Here’s a story, about a man named Brady—whose beloved fictional home in Los Angeles entered a rare public bidding war between NSYNC’s Lance Bass and HGTV.
In the end, the cable channel, Home & Garden Television, outbid the former boy band star for the iconic home, which served as the facade for “The Brady Bunch,” the channel’s parent company, Discovery, announced in an earnings call on Tuesday.
David Zaslav, Discovery’s president and chief executive, even hinted during the call with investors that HGTV will be filming the restoration from the split-level ranch-style house.
“I’m excited to share that HGTV is the winning bidder and will restore the Brady Bunch home to its 1970s glory, as only HGTV can,” Mr.
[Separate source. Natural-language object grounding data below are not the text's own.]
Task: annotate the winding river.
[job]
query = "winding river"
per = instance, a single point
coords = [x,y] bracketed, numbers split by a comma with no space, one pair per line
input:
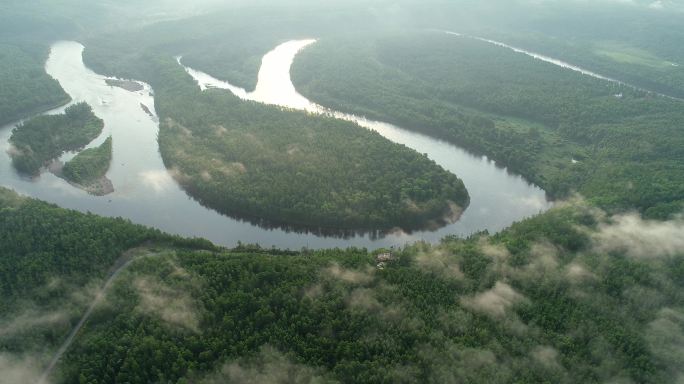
[146,194]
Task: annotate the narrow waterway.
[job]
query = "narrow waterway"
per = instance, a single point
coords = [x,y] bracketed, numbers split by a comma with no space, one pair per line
[146,194]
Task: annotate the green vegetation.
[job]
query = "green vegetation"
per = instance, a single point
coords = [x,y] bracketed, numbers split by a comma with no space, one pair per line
[552,299]
[26,88]
[638,46]
[90,165]
[286,167]
[44,138]
[531,116]
[572,295]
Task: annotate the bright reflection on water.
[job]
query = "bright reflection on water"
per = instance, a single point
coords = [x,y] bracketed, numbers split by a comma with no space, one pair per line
[147,194]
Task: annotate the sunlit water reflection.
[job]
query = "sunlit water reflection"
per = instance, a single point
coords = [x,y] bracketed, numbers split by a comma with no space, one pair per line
[145,192]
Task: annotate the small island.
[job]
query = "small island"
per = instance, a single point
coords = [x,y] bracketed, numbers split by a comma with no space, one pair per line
[88,169]
[38,141]
[129,85]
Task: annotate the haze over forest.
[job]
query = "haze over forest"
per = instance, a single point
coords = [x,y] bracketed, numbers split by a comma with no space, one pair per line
[300,191]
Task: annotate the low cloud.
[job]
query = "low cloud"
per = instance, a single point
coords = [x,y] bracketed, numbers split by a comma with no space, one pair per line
[17,370]
[173,305]
[31,319]
[269,367]
[440,262]
[641,238]
[494,302]
[349,276]
[665,336]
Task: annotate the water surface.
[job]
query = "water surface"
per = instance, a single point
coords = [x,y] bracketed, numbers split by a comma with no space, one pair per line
[146,194]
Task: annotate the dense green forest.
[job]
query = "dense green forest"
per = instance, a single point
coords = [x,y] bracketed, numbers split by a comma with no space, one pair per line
[531,116]
[572,295]
[90,166]
[557,298]
[43,138]
[26,88]
[640,45]
[285,167]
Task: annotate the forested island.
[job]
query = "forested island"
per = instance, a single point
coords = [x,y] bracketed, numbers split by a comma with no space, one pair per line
[588,292]
[26,88]
[565,131]
[44,138]
[554,298]
[89,167]
[284,167]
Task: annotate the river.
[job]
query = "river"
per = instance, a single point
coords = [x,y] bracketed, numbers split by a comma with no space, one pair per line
[146,194]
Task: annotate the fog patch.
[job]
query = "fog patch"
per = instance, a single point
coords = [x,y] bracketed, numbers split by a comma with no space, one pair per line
[494,302]
[546,356]
[641,238]
[349,276]
[159,181]
[17,370]
[665,336]
[269,367]
[440,262]
[30,319]
[171,304]
[577,273]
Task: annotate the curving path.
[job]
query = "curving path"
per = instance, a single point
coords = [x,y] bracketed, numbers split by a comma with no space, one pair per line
[118,267]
Zaslav said.
“More detail to come over the next few months but we’ll bring all the resources to bear to tell safe, fun stories with this beloved piece of American TV history.”
“Brady Bunch” episodes feature the house’s exterior as the opening and closing shot, though scenes from inside the home were shot on a studio set. The house, located on a quiet street in Los Angeles’s Studio City neighborhood, claims to be the most photographed house in the U.S., after the White House in Washington, D.C., according to the listing with Ernie Carswell of Douglas Elliman Real Estate.
The final sales price won’t be public until HGTV closes on the home, and a spokeswoman for Douglas Elliman didn’t immediately return a request for comment on the network’s winning bid.
In a moment of corporate humor, the chief executive even threatened to banish Discovery’s CFO, Gunnar Wiedenfels, to Greg Brady’s attic bedroom if the company didn’t meet its financial targets during Tuesday’s call.
“And that’s not a fun place to be. It didn’t have a door, there were beads, if you remember,” Mr. Zaslav ribbed. “And Marcia and Cindy and Peter and Bobby and Jan, they were all in the main house, but Greg was up in the attic.”
Meanwhile, Mr. Bass, 39, expressed his outrage on social media over losing the home to a then-unknown corporate buyer.
He was under the impression that the seller had accepted his bid— “way over” the $1.885 million asking price—only to learn that a Hollywood studio had slipped a higher offer in at the last minute, he said via Twitter.
“This was a dream come true for me,” he said on Twitter on Sunday.
But the bummed-out boy band member was in better spirits when he heard the mystery buyer was HGTV.
“I’d be pretty upset if it were anyone else, but how can you be mad at HGTV?” he wrote on Tuesday. “I can smile again.”